Das Größte, was wir einem Kind mitgeben können.

Wir bringen Kindern vieles bei – aber nicht das Wichtigste.

Kinder lernen früh, wie man liest, rechnet und die Welt versteht. Sie lernen, höflich zu sein, sich zu melden, leise zu sein.

Aber wer bringt ihnen bei, was sie tun sollen, wenn ihr Herz rast? Wenn die Wut so groß wird, dass sie nicht mehr wissen, wohin damit? Wenn sie sich unsicher fühlen und an sich selbst zweifeln?

Die Wahrheit ist: Nicht nur Erwachsene tragen diese Gefühle in sich. Auch die Kleinsten kennen Nervosität, Angst, Wut und Zweifel – sie haben nur noch keine Worte dafür.

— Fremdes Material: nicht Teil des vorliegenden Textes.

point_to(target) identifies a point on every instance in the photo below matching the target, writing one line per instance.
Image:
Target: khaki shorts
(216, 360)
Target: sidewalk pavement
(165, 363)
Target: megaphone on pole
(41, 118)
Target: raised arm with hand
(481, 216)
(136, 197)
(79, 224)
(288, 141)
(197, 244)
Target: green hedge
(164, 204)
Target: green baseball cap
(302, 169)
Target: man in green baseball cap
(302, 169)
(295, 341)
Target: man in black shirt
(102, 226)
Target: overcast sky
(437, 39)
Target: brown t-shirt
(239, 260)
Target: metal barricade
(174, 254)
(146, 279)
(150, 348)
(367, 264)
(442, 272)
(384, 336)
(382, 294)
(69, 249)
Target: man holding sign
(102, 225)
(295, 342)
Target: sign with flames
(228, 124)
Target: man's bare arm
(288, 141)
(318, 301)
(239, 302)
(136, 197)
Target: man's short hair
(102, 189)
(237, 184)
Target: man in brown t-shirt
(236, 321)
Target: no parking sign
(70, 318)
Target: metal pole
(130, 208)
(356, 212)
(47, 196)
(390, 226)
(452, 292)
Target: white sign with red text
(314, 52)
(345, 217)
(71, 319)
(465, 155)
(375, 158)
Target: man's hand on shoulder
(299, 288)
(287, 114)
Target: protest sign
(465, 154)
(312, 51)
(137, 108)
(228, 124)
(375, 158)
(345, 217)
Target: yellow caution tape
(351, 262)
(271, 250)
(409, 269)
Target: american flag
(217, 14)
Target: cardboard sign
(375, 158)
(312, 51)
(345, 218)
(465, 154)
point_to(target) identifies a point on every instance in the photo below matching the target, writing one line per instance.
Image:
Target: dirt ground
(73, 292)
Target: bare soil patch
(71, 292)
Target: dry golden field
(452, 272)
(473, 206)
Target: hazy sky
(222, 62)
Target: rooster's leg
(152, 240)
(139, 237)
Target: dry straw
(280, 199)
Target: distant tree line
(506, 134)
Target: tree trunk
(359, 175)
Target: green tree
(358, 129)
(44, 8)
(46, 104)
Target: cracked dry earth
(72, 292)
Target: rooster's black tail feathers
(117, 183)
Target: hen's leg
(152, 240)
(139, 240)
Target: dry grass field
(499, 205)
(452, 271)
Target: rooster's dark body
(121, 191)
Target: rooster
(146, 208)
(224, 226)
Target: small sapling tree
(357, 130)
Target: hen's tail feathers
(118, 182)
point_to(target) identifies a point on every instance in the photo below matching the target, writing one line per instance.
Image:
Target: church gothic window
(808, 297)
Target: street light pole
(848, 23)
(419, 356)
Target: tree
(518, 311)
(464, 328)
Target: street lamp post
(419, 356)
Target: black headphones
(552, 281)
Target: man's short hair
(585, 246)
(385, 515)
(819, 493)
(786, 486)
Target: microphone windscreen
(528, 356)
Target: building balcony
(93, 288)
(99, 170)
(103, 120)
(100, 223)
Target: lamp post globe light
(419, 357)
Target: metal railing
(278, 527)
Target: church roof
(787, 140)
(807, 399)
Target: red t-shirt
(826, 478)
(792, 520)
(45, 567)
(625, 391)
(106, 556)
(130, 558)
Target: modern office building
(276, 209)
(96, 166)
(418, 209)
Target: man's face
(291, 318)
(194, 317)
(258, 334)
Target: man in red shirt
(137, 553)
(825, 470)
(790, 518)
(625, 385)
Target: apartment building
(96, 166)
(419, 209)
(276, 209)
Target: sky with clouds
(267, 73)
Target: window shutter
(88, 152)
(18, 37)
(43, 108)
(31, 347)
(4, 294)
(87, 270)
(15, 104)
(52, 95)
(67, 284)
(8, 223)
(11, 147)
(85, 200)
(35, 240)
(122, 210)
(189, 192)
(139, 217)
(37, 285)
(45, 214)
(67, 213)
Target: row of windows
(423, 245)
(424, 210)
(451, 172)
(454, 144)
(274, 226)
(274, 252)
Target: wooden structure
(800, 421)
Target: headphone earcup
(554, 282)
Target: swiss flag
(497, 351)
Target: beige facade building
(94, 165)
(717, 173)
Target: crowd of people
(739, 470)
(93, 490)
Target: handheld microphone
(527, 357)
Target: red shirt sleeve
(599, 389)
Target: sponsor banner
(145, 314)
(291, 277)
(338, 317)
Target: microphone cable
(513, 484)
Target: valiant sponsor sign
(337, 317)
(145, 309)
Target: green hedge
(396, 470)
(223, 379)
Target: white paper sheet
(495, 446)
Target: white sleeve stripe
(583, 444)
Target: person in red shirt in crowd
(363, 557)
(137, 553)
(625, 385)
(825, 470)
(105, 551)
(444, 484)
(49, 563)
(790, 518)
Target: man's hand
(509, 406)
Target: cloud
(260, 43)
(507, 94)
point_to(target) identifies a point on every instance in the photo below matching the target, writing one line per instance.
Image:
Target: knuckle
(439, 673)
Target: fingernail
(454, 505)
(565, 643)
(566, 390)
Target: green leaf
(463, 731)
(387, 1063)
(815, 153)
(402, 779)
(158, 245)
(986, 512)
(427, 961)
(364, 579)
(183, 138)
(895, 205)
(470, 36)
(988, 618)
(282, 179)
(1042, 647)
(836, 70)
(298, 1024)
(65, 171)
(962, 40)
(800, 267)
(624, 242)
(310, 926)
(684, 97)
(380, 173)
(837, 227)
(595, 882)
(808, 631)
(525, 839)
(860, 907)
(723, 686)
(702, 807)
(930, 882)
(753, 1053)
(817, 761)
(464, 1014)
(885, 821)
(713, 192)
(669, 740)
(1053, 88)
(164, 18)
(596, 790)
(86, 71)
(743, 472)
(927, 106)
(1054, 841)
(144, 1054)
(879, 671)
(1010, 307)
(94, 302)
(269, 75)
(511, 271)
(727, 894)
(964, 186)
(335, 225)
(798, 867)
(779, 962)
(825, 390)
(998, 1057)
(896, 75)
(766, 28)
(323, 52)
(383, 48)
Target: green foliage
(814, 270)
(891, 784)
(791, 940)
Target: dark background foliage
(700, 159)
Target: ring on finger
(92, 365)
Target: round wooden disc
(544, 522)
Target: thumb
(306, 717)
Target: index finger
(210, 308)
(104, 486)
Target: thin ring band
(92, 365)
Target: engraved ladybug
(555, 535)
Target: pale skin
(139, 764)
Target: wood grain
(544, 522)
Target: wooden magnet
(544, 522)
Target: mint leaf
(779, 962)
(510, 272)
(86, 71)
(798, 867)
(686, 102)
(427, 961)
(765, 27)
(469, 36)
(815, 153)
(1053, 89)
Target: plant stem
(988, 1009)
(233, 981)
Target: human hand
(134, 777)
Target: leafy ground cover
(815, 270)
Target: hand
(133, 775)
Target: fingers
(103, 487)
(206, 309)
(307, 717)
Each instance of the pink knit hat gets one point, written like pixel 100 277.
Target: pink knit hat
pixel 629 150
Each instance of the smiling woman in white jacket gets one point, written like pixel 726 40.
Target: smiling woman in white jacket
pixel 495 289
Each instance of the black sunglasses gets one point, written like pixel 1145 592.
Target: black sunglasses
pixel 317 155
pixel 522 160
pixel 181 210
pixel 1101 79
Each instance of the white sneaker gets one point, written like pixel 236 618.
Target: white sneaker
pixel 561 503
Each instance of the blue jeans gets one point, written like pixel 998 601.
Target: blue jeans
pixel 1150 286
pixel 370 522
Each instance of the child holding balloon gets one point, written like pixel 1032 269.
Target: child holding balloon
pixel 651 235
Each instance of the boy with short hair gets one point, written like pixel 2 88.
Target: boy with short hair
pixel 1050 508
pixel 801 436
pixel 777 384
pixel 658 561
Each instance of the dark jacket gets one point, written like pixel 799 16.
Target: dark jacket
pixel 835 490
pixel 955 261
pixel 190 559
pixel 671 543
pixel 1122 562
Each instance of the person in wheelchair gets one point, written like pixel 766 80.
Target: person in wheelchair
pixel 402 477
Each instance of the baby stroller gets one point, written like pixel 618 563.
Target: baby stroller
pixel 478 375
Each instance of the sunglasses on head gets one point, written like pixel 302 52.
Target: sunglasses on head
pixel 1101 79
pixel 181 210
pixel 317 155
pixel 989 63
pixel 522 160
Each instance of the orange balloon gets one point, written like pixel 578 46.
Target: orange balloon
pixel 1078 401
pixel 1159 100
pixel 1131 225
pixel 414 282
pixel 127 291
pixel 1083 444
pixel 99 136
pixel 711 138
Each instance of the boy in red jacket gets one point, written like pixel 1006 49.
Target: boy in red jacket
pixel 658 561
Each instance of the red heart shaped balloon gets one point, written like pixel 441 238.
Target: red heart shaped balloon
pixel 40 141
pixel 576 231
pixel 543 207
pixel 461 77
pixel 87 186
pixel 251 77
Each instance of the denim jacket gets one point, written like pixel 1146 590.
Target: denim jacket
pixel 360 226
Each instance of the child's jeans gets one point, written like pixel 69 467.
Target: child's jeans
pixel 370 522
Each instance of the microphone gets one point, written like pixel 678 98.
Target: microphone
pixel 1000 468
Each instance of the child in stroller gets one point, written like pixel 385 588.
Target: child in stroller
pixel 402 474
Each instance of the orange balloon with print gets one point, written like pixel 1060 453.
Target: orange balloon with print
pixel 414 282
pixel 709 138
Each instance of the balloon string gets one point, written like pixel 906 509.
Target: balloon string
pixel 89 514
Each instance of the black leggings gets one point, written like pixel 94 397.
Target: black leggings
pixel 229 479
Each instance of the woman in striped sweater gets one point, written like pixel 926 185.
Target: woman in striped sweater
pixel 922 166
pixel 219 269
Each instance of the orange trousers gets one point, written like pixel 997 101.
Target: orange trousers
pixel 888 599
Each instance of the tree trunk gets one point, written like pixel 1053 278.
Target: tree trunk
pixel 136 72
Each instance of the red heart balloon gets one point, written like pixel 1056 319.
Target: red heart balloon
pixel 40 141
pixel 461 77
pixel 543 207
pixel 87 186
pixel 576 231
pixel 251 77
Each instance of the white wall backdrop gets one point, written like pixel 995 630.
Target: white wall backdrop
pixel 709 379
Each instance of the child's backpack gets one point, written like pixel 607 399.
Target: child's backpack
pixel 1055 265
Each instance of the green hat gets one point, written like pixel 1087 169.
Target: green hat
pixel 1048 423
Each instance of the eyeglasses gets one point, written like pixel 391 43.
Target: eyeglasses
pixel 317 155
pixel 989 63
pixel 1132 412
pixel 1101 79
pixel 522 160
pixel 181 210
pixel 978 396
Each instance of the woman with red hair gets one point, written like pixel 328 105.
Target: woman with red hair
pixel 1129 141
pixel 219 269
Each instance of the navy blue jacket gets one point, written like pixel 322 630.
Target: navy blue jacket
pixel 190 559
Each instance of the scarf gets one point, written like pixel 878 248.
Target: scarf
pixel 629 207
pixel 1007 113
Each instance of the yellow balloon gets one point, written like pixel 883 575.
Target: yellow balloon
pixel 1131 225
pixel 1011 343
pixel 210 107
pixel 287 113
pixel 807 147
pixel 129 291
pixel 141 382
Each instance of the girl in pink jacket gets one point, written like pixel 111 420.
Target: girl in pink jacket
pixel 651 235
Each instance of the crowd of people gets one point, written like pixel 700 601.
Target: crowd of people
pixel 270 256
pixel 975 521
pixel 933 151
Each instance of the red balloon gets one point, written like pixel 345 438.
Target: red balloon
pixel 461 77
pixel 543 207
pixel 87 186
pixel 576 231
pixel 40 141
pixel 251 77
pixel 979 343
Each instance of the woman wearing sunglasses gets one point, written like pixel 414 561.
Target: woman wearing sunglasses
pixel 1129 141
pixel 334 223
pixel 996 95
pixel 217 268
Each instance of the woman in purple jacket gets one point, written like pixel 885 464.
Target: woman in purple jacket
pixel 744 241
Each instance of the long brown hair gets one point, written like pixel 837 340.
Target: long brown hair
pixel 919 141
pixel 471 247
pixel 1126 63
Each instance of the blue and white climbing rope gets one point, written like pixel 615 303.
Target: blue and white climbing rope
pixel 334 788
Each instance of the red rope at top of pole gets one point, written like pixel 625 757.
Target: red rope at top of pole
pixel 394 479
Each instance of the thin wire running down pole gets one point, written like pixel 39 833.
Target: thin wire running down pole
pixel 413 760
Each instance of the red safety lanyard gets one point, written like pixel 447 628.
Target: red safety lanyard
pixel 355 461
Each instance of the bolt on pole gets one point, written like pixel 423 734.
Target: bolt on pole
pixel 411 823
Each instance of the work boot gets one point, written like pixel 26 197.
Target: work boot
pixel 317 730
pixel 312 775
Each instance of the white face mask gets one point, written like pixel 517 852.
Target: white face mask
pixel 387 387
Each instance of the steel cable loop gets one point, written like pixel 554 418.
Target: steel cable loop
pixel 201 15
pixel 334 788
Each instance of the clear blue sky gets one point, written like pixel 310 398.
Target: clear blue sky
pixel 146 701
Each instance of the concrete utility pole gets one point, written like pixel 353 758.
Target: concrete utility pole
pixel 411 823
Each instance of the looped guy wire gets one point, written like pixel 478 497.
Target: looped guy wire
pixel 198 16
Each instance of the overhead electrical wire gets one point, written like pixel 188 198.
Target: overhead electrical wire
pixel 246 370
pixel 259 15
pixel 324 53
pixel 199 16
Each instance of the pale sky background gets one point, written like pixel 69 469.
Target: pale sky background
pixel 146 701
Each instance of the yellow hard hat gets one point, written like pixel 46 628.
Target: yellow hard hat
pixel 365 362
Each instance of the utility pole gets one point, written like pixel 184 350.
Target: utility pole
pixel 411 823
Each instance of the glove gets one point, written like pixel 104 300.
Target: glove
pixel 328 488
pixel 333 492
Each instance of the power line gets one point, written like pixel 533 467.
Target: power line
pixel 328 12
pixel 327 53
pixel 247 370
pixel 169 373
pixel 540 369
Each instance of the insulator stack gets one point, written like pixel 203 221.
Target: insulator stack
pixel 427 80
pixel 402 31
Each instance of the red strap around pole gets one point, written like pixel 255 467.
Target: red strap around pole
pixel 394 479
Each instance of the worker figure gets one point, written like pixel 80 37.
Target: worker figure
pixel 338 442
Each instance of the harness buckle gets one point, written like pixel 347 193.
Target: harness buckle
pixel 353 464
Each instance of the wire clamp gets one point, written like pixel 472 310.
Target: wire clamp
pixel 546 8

Und oft auch niemanden, der ihnen zeigt, wie sie damit umgehen können.

Der Körper spricht – hören wir zu?

Unser Körper sendet ständig Signale. Ein flaues Gefühl im Bauch vor dem ersten Schultag. Die Enge in der Brust, wenn etwas nicht stimmt. Die Hitze im Gesicht, wenn Ungerechtigkeit brennt. Diese Signale sind keine Schwäche – sie sind Wegweiser.

Wenn wir Kindern früh beibringen, diese Signale wahrzunehmen und zu verstehen, geben wir ihnen ein Werkzeug fürs Leben. Eines, das kein Schulbuch enthält – aber vielleicht das wertvollste ist, das sie je bekommen.

Was passiert, wenn wir es nicht tun?

Viele Erwachsene kennen das Gefühl: Man funktioniert, man macht weiter – und irgendwann meldet sich der Körper laut. Erschöpfung, Angst, Verspannungen, Krankheiten und oft das Gefühl, sich selbst nicht mehr zu kennen.

Was wäre, wenn wir diese Verbindung zu uns selbst nie verloren hätten?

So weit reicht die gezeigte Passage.